# easton storm arrows



## rbeddy (Jun 27, 2007)

friend of mine just purchased some easton storm arrows for relatively cheap...what the heck are these? i can't find information - the easton site doesn't seem to list them. are these any good? are the spine #s similar to CX (400 ~ 70lb, etc)?
thanks


----------



## rbeddy (Jun 27, 2007)

really?? not one person on AT can answer this question?


----------



## Omega (Jul 5, 2004)

I looked at the Eastman website and you're right, nothing there. I guess it's a discontinued product (or renamed). If you call 'em, they'll probably be able to give you the straight skinny....


----------



## daywalker (Aug 25, 2007)

I also picked up a half dozen a couple months ago and lets just say there is a reason they are priced cheap. I have two left and will use them as my "junk arrows", you know when you just want to shoot at something for gee whiz purposes but don't want to mess up or loose your good arrows.

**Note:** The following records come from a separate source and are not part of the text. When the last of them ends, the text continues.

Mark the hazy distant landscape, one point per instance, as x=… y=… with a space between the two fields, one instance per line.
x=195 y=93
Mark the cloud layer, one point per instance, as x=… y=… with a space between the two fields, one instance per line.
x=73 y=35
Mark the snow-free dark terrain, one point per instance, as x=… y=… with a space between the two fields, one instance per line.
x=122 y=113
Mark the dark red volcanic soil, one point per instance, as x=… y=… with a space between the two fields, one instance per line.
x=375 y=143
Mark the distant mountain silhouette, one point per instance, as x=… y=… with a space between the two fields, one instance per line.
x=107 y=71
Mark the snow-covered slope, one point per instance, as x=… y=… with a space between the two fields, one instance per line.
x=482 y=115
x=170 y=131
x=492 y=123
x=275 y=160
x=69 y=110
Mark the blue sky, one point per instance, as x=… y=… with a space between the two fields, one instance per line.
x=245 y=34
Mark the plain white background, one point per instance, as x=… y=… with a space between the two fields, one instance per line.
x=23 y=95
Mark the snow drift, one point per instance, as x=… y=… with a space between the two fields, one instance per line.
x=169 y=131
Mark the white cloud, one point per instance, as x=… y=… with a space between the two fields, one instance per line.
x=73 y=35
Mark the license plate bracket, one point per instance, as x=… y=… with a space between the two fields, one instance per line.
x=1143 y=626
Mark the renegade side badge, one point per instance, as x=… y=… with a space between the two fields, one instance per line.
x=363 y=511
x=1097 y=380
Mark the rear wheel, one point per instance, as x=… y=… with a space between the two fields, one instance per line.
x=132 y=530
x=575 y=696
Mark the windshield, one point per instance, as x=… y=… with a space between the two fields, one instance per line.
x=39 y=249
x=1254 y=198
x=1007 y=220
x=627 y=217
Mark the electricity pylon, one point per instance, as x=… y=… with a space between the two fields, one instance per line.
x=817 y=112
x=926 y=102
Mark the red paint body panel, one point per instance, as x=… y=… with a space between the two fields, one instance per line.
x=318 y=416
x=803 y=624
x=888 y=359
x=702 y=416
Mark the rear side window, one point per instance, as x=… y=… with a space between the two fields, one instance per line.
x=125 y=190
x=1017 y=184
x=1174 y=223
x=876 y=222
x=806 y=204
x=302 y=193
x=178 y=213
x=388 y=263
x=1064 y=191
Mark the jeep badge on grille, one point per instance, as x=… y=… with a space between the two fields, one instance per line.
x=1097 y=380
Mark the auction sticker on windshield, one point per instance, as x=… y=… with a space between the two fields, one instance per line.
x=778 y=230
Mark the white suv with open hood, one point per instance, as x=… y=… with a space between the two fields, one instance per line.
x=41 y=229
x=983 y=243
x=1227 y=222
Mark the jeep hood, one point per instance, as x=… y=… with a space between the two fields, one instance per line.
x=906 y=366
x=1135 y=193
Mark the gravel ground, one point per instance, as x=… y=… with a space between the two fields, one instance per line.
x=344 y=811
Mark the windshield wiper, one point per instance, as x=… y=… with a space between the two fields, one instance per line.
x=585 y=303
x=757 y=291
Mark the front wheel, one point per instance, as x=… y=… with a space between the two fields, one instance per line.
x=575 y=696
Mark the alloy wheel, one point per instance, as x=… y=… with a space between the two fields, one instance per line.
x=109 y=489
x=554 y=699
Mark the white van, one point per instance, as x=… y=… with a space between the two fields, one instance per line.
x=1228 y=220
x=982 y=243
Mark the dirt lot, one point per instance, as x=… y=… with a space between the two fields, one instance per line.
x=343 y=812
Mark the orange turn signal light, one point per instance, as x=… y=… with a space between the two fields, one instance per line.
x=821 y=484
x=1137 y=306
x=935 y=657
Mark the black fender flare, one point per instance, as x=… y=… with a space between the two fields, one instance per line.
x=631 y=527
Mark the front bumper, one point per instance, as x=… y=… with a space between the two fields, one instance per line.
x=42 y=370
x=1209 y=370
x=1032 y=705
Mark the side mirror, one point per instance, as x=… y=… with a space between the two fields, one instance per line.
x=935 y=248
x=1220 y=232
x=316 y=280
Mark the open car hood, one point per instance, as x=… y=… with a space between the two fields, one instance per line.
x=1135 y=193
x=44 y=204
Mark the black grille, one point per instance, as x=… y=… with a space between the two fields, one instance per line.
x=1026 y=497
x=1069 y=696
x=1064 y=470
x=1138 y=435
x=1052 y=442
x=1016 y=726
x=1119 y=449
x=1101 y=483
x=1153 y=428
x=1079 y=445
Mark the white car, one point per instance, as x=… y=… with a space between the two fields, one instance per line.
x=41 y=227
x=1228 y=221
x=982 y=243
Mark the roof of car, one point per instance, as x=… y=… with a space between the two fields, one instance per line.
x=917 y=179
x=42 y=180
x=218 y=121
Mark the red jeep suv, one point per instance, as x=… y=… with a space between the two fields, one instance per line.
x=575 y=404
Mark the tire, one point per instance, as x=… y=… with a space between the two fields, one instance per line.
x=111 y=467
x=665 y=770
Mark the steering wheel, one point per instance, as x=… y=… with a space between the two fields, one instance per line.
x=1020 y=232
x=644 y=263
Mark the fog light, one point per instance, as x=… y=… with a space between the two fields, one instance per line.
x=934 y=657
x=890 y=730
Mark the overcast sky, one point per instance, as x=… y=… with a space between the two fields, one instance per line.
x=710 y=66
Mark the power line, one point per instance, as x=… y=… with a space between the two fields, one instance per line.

Every time I hit one with another arrow it would splinter. One I don't ever remember hitting and it splintered. If he doesn't shoot them into the same target or hit anything semi hard then he'll be ok.


----------



## stickflicka (Sep 30, 2007)

i had some and i hated them because they kept on spilintering. after he shoots them a bunch he might want to go through them and check to see if they are cracked because mine started to crack after shooting them for a while.


----------